Re: [PATCH v2 3/6] writeback: support retrieving per group debug writeback stats of bdi
From: Brian Foster
Date: Fri Mar 29 2024 - 11:02:14 EST
On Wed, Mar 27, 2024 at 11:57:48PM +0800, Kemeng Shi wrote:
> Add /sys/kernel/debug/bdi/xxx/wb_stats to show per group writeback stats
> of bdi.
>
Hi Kemeng,
Just a few random thoughts/comments..
> Following domain hierarchy is tested:
> global domain (320G)
> / \
> cgroup domain1(10G) cgroup domain2(10G)
> | |
> bdi wb1 wb2
>
> /* per wb writeback info of bdi is collected */
> cat /sys/kernel/debug/bdi/252:16/wb_stats
> WbCgIno: 1
> WbWriteback: 0 kB
> WbReclaimable: 0 kB
> WbDirtyThresh: 0 kB
> WbDirtied: 0 kB
> WbWritten: 0 kB
> WbWriteBandwidth: 102400 kBps
> b_dirty: 0
> b_io: 0
> b_more_io: 0
> b_dirty_time: 0
> state: 1
Maybe some whitespace or something between entries would improve
readability?
> WbCgIno: 4094
> WbWriteback: 54432 kB
> WbReclaimable: 766080 kB
> WbDirtyThresh: 3094760 kB
> WbDirtied: 1656480 kB
> WbWritten: 837088 kB
> WbWriteBandwidth: 132772 kBps
> b_dirty: 1
> b_io: 1
> b_more_io: 0
> b_dirty_time: 0
> state: 7
> WbCgIno: 4135
> WbWriteback: 15232 kB
> WbReclaimable: 786688 kB
> WbDirtyThresh: 2909984 kB
> WbDirtied: 1482656 kB
> WbWritten: 681408 kB
> WbWriteBandwidth: 124848 kBps
> b_dirty: 0
> b_io: 1
> b_more_io: 0
> b_dirty_time: 0
> state: 7
>
> Signed-off-by: Kemeng Shi <shikemeng@xxxxxxxxxxxxxxx>
> ---
> include/linux/writeback.h | 1 +
> mm/backing-dev.c | 88 +++++++++++++++++++++++++++++++++++++++
> mm/page-writeback.c | 19 +++++++++
> 3 files changed, 108 insertions(+)
>
..
> diff --git a/mm/backing-dev.c b/mm/backing-dev.c
> index 8daf950e6855..e3953db7d88d 100644
> --- a/mm/backing-dev.c
> +++ b/mm/backing-dev.c
> @@ -103,6 +103,91 @@ static void collect_wb_stats(struct wb_stats *stats,
> }
>
> #ifdef CONFIG_CGROUP_WRITEBACK
..
> +static int cgwb_debug_stats_show(struct seq_file *m, void *v)
> +{
> + struct backing_dev_info *bdi;
> + unsigned long background_thresh;
> + unsigned long dirty_thresh;
> + struct bdi_writeback *wb;
> + struct wb_stats stats;
> +
> + rcu_read_lock();
> + bdi = lookup_bdi(m);
> + if (!bdi) {
> + rcu_read_unlock();
> + return -EEXIST;
> + }
> +
> + global_dirty_limits(&background_thresh, &dirty_thresh);
> +
> + list_for_each_entry_rcu(wb, &bdi->wb_list, bdi_node) {
> + memset(&stats, 0, sizeof(stats));
> + stats.dirty_thresh = dirty_thresh;
If you did something like the following here, wouldn't that also zero
the rest of the structure?
struct wb_stats stats = { .dirty_thresh = dirty_thresh };
> + collect_wb_stats(&stats, wb);
> +
Also, similar question as before on whether you'd want to check
WB_registered or something here..
> + if (mem_cgroup_wb_domain(wb) == NULL) {
> + wb_stats_show(m, wb, &stats);
> + continue;
> + }
Can you explain what this logic is about? Is the cgwb_calc_thresh()

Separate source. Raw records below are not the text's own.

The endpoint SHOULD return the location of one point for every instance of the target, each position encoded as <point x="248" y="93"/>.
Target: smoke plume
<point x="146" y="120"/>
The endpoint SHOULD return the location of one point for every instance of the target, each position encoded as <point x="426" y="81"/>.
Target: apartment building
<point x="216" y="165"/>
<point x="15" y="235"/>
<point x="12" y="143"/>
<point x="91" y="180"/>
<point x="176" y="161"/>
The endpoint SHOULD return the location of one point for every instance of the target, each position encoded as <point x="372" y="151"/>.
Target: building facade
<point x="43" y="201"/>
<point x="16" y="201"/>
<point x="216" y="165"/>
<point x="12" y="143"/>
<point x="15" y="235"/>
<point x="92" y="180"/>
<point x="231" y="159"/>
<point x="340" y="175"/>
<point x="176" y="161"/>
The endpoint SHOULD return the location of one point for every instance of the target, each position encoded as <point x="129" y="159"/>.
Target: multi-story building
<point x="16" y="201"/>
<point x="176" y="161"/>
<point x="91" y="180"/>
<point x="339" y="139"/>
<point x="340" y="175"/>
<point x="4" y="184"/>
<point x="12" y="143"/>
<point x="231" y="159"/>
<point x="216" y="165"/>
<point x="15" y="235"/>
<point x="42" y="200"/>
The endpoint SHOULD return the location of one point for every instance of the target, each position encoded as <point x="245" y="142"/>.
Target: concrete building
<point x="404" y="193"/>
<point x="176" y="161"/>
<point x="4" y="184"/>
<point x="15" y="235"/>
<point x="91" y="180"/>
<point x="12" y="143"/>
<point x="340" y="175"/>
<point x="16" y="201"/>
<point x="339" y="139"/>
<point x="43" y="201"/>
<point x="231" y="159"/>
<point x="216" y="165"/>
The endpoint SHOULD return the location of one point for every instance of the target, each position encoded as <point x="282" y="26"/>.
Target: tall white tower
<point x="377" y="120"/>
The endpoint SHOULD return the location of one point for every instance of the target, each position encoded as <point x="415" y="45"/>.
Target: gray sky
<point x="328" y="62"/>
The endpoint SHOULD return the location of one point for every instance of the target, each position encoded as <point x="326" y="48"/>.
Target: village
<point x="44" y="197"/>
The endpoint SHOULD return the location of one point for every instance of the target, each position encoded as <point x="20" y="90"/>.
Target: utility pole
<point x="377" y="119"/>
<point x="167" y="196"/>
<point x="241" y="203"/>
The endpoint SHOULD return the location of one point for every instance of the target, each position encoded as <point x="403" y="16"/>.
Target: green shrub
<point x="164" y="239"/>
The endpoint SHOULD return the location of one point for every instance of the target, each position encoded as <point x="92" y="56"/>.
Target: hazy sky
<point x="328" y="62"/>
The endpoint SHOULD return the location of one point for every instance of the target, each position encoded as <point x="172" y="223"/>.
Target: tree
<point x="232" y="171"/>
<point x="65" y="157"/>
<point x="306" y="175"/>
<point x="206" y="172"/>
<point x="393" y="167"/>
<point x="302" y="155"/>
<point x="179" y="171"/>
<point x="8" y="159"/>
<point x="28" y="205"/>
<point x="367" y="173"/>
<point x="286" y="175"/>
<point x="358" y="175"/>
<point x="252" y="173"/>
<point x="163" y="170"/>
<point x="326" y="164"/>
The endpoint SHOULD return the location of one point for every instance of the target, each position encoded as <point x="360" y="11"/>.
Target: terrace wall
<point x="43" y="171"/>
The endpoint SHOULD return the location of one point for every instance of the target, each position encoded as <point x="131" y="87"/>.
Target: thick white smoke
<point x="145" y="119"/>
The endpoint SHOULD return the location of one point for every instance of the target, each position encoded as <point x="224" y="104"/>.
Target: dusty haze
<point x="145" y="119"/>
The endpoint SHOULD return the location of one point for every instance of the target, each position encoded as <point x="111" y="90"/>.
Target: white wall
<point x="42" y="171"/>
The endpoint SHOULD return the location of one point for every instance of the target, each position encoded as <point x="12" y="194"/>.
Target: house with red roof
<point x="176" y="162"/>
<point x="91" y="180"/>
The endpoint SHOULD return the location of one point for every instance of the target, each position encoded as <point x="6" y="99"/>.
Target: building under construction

thing not needed in this case? A comment might help for those less
familiar with the implementation details.
BTW, I'm also wondering if something like the following is correct
and/or roughly equivalent:
list_for_each_*(wb, ...) {
struct wb_stats stats = ...;
if (!wb_tryget(wb))
continue;
collect_wb_stats(&stats, wb);
/*
* Extra wb_thresh magic. Drop rcu lock because ... . We
* can do so here because we have a ref.
*/
if (mem_cgroup_wb_domain(wb)) {
rcu_read_unlock();
stats.wb_thresh = min(stats.wb_thresh, cgwb_calc_thresh(wb));
rcu_read_lock();
}
wb_stats_show(m, wb, &stats)
wb_put(wb);
}
> +
> + /*
> + * cgwb_release will destroy wb->memcg_completions which
> + * will be ued in cgwb_calc_thresh. Use wb_tryget to prevent
> + * memcg_completions destruction from cgwb_release.
> + */
> + if (!wb_tryget(wb))
> + continue;
> +
> + rcu_read_unlock();
> + /* cgwb_calc_thresh may sleep in cgroup_rstat_flush */
> + stats.wb_thresh = min(stats.wb_thresh, cgwb_calc_thresh(wb));
> + wb_stats_show(m, wb, &stats);
> + rcu_read_lock();
> + wb_put(wb);
> + }
> + rcu_read_unlock();
> +
> + return 0;
> +}
> +DEFINE_SHOW_ATTRIBUTE(cgwb_debug_stats);
> +
> +static void cgwb_debug_register(struct backing_dev_info *bdi)
> +{
> + debugfs_create_file("wb_stats", 0444, bdi->debug_dir, bdi,
> + &cgwb_debug_stats_fops);
> +}
> +
> static void bdi_collect_stats(struct backing_dev_info *bdi,
> struct wb_stats *stats)
> {
> @@ -117,6 +202,8 @@ static void bdi_collect_stats(struct backing_dev_info *bdi,
> {
> collect_wb_stats(stats, &bdi->wb);
> }
> +
> +static inline void cgwb_debug_register(struct backing_dev_info *bdi) { }
Could we just create the wb_stats file regardless of whether cgwb is
enabled? Obviously theres only one wb in the !CGWB case and it's
somewhat duplicative with the bdi stats file, but that seems harmless if
the same code can be reused..? Maybe there's also a small argument for
dropping the state info from the bdi stats file and moving it to
wb_stats.
Brian
> #endif
>
> static int bdi_debug_stats_show(struct seq_file *m, void *v)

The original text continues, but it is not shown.